Bjelland S., Birkeland N.K., Benneche T., Volden G., Seeberg E.

The alkA gene of Escherichia coli encodes a DNA glycosylase involved in base excision repair of DNA alkylation damage. In an attempt to define the reactions of the AlkA enzyme with methylated DNA, we discovered that the enzyme released substantial amounts of radioactivity from [methyl-3H]thymidine-labeled DNA even without any exposure of the DNA to methylating agents. The excised material was identified by chromatography as two different oxidized derivatives of thymine, 5-hydroxymethyluracil and 5-formyluracil. These products are formed in such DNA by one and two consecutive decays, respectively, of the tritiums of the labeled methyl group. Kinetic analysis showed that both the apparent Km and Vmax values for 5-formyluracil removal are within the same range as found for 3-methyladenine removal, suggesting that this catalytic property of AlkA is also significant under in vivo conditions. Removal of 5-hydroxymethyluracil proceeds at a rate that is 1-3 orders of magnitude slower.

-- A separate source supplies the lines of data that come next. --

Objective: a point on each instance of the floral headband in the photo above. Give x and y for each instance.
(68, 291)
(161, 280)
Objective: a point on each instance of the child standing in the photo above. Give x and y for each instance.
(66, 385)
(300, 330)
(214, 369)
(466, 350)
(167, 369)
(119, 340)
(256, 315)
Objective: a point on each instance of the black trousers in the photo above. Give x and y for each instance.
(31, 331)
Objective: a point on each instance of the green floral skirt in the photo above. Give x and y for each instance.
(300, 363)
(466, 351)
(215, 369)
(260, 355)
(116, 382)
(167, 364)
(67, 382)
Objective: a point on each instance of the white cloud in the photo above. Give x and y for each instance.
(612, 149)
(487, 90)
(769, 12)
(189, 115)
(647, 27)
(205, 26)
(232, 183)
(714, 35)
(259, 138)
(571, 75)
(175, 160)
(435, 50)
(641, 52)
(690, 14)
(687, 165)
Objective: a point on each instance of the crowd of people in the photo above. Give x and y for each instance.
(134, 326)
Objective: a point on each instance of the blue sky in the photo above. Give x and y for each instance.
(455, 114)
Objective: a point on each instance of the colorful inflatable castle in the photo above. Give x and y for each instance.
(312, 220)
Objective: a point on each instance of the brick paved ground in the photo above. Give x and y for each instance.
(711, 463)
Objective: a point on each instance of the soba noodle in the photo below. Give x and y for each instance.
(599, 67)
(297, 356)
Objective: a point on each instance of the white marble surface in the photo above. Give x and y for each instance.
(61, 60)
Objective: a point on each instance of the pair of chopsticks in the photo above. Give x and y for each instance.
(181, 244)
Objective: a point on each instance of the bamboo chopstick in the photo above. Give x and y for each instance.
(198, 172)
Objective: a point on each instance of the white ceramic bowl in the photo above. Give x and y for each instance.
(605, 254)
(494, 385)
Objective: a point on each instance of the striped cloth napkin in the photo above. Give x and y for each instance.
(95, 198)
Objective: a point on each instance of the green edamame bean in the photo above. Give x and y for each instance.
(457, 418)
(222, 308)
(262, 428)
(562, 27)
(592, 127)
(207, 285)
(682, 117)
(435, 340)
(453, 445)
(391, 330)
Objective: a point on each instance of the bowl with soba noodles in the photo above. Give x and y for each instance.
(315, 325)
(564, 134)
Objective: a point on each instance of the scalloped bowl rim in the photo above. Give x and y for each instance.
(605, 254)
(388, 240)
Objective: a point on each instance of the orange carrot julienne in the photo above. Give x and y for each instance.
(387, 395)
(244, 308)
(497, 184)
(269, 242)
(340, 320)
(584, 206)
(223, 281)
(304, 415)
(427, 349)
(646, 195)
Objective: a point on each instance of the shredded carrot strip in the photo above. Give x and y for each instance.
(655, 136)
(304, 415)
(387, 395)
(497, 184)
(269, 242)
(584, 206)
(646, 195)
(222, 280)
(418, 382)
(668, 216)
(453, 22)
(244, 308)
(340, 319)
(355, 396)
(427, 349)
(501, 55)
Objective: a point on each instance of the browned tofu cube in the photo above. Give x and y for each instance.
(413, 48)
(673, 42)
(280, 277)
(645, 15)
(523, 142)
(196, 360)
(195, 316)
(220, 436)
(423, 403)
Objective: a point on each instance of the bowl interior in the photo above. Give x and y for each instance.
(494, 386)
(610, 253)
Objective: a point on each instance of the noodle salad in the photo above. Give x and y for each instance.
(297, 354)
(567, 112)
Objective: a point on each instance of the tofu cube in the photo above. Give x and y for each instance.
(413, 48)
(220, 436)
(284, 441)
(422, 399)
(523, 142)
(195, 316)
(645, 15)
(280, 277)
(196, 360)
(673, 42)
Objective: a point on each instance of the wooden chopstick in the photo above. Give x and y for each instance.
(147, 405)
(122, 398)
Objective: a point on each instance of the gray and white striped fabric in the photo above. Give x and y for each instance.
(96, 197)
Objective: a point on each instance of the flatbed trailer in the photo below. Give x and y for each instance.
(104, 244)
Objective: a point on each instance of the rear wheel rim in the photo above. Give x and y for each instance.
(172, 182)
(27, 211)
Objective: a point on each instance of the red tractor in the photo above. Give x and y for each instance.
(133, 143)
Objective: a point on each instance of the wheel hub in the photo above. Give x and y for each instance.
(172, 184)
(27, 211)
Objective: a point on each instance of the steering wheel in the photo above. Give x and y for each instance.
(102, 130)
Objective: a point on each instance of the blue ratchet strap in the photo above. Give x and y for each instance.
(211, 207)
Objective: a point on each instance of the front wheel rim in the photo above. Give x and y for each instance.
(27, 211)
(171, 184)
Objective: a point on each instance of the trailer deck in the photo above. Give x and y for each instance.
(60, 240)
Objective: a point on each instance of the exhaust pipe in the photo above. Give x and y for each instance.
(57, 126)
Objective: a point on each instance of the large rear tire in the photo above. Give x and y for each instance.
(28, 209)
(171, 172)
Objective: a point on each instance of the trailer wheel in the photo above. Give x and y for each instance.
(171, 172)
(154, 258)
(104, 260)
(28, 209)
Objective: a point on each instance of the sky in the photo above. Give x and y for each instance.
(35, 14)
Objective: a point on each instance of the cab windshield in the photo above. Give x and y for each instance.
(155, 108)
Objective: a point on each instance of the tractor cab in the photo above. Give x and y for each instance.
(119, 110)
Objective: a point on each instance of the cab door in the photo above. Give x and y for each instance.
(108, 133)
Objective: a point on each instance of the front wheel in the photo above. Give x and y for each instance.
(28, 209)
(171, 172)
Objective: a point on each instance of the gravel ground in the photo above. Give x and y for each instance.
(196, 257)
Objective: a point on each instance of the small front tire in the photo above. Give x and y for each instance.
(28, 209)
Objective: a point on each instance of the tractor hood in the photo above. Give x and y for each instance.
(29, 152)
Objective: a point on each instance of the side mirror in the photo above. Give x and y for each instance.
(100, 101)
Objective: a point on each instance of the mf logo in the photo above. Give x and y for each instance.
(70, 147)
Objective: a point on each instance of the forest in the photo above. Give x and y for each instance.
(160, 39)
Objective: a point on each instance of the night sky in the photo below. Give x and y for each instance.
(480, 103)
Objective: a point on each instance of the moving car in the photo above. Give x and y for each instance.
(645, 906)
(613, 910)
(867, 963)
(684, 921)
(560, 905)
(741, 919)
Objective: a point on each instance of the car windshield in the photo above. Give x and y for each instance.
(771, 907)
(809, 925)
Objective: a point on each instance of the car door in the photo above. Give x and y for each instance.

Since both 5-formyluracil and 5-hydroxymethyluracil are major products formed in DNA by exposure to ionizing radiation, these results implicate the alkA gene function also in the repair of oxidative DNA damage. Neither of the two other enzymes involved in the repair of oxidative DNA damage in E. coli, i.e. endonuclease III and formamidopyrimidine DNA glycosylase, has any affinity for oxidized unsaturated pyrimidines in DNA.